Posted: Tue Dec 26, 2006 6:29 pm
by Legion
Hey.

Im currently building collision support into my game and i noticed the
absense of a NULL material.
Ok, let me explain:
In certain games it's very common that you build solid collision primitives,
these are only part of collision detection/handling and shouldn't be rendered.
This is to keep the player from entering sections of maps which are
only there for visual aspects and also to not let the player fall.

Setting these polygons to fully transparent will still cause them to be rendered.
Another solution would be splitting the level into 2 meshes.
Both used for collision, but only one used for rendering.

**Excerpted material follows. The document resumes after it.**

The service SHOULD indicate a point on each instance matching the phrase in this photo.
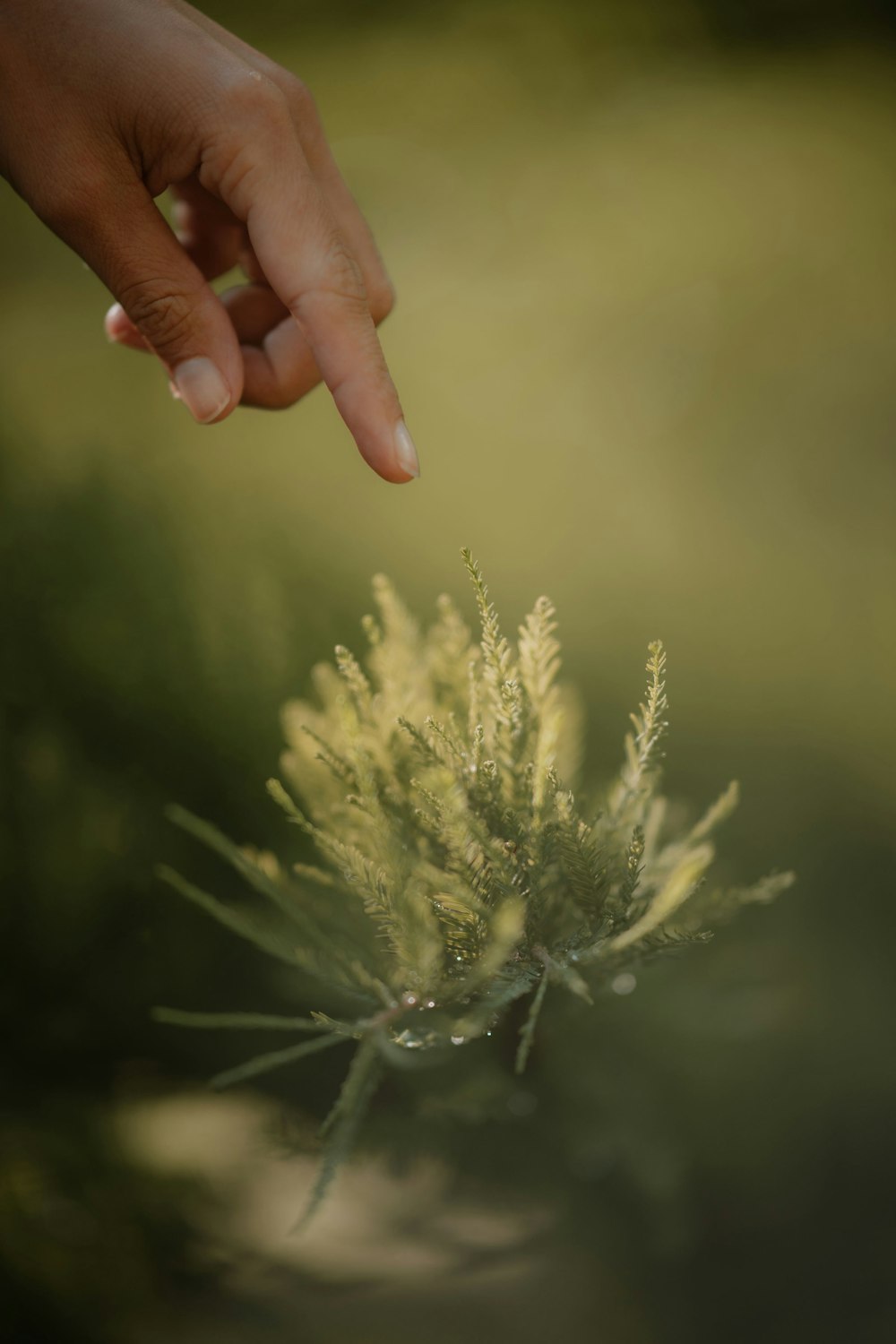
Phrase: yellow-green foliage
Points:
(458, 873)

Though easiest(and cheapest) would be to introduce a NULL materialtype,
which won't render anything as long as it's set.
Even if it might not be a large amount of tris it's still data that doesn't
have to be thrown at the GPU.
This is mostlikely the solution i'll make for myself.

Posted: Tue Dec 26, 2006 7:45 pm
by bitplane
the 2 mesh solution is the most sensible, that way your backgrounds aren't included in the triangle selectors and your collision mesh can be much simpler than your level mesh.
having said this, a material flag for invisibility would certainly be useful for debugging

Posted: Tue Dec 26, 2006 8:54 pm
by RapchikProgrammer

Code: Select all

node->isVisible(false); 
I think this shud work????

Posted: Tue Dec 26, 2006 11:28 pm
by Legion
RapchikProgrammer wrote:

Code: Select all

node->isVisible(false); 
I think this shud work????
No, we're talking about selective polygons, not nodes.
That is polygons with a certain material are culled in the rendering cycle.

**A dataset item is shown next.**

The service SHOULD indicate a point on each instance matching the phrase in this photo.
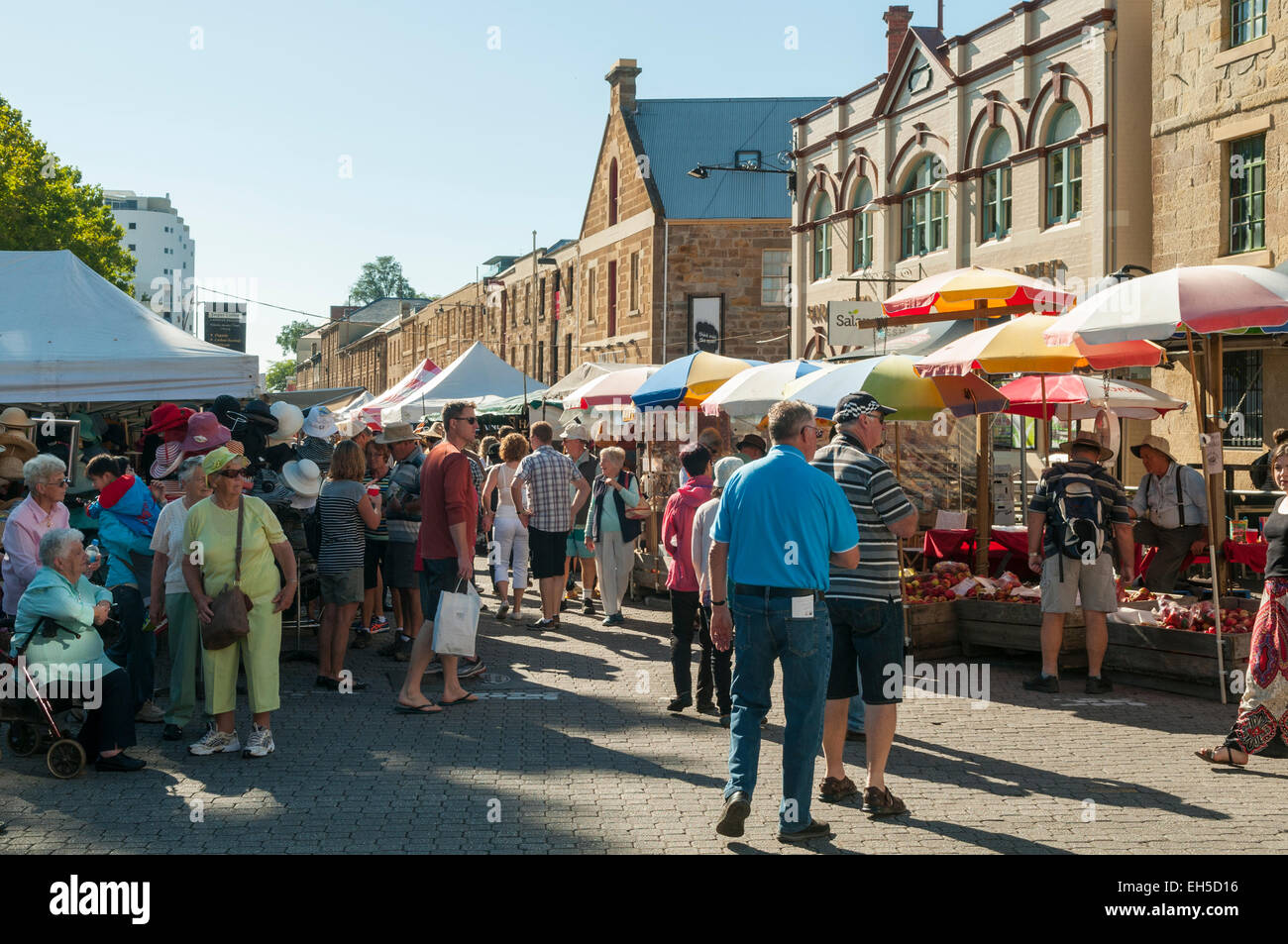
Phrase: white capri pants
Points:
(614, 559)
(511, 552)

But yeah, splitting the mesh would work, mostlikely not in realtime :/
Im doing a seamless design where the entire world is broken up into
virtual sectors. When the player is getting near a new sector, objects from it
will be preloaded if within a certain radius from the player.
So loading has to be cheap.
Have to sit down and do some more design tomorrow.

Posted: Wed Dec 27, 2006 12:37 am
by vitek
In certain games it's very common that you build solid collision primitives, these are only part of collision detection/handling and shouldn't be rendered.
In my experience that data may exist in the mesh, but it would usually be stripped out before any rendering would happen. You would load the entire mesh from disk, build your collision mesh, then delete the collision only polygons.

That isn't something that you could easily do with Irrlicht. You could more easily load the visual mesh from one file and then load a collision mesh from another. As long as you don't use Irrlicht for collisions then that would work out well.